Find and Delete Duplicate rows in MySQL

Question

I'm having trouble finding duplicates in a database table with the following setup:

==========================================================================
| stock_id  | product_id  | store_id  | stock_qty  | updated_at          |
==========================================================================
| 9990      | 51          | 1         | 13         | 2014-10-25 16:30:01 |
| 9991      | 90          | 2         | 5          | 2014-10-25 16:30:01 |
| 9992      | 161         | 1         | 3          | 2014-10-25 16:30:01 |
| 9993      | 254         | 1         | 18         | 2014-10-25 16:30:01 |
| 9994      | 284         | 2         | 12         | 2014-10-25 16:30:01 |
| 9995      | 51          | 1         | 11         | 2014-10-25 17:30:02 |
| 9996      | 90          | 2         | 5          | 2014-10-25 17:30:02 |
| 9997      | 161         | 1         | 3          | 2014-10-25 17:30:02 |
| 9998      | 254         | 1         | 16         | 2014-10-25 17:30:02 |
| 9999      | 284         | 2         | 12         | 2014-10-25 17:30:02 |
==========================================================================

Stock updates are imported into this table every hour, I'm trying to find duplicate stock entries (any rows which have a matching product id and store id) so I can delete the oldest.

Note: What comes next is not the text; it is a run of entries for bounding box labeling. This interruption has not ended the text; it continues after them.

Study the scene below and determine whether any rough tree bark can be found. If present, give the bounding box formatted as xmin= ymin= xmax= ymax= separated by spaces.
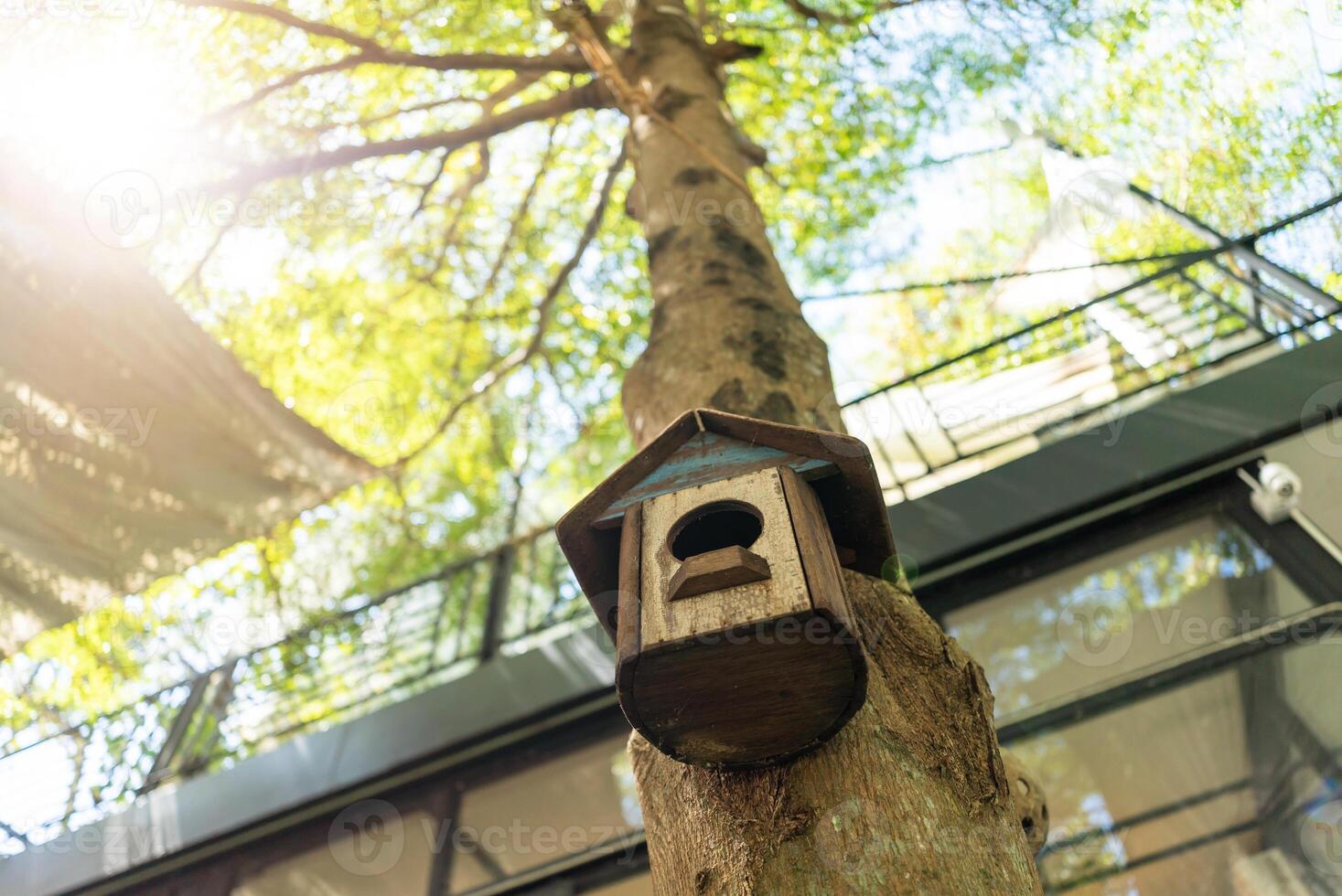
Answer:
xmin=614 ymin=0 xmax=843 ymax=445
xmin=614 ymin=0 xmax=1038 ymax=895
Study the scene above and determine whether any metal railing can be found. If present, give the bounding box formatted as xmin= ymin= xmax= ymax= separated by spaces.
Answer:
xmin=0 ymin=196 xmax=1342 ymax=855
xmin=843 ymin=193 xmax=1342 ymax=502
xmin=0 ymin=528 xmax=590 ymax=856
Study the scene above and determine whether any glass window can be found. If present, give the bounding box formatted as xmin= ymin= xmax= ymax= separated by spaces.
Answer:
xmin=448 ymin=733 xmax=643 ymax=896
xmin=945 ymin=515 xmax=1313 ymax=716
xmin=232 ymin=801 xmax=437 ymax=896
xmin=1008 ymin=638 xmax=1342 ymax=896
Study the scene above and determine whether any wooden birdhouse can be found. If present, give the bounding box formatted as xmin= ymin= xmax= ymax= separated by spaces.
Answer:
xmin=558 ymin=411 xmax=895 ymax=767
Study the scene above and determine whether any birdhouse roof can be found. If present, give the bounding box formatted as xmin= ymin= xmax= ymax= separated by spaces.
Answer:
xmin=555 ymin=409 xmax=895 ymax=635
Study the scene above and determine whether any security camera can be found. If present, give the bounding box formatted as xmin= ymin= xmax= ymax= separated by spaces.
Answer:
xmin=1250 ymin=462 xmax=1304 ymax=525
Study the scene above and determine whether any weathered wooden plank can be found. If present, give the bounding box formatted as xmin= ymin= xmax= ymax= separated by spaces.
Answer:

The query below is my attempt, by comparing product ids and store ids on a join like this I can find one set of duplicates:

SELECT s.`stock_id`, s.`product_id`, s.`store_id`, s.`stock_qty`, s.`updated_at`
FROM `stock` s
INNER JOIN `stock` j ON s.`product_id`=j.`product_id` AND s.`store_id`=j.`store_id`
GROUP BY `stock_id`
HAVING COUNT(*) > 1
ORDER BY s.updated_at DESC, s.product_id ASC, s.store_id ASC, s.stock_id ASC;

While this query will work, it doesn't find ALL duplicates, only 1 set, which means if an import goes awry and isn't noticed until the morning, there's a possibility that we'll be left with tons of duplicate stock entries. My MySQL skills are sadly lacking and I'm at a complete loss about how to find and delete all duplicates in a fast, reliable manner.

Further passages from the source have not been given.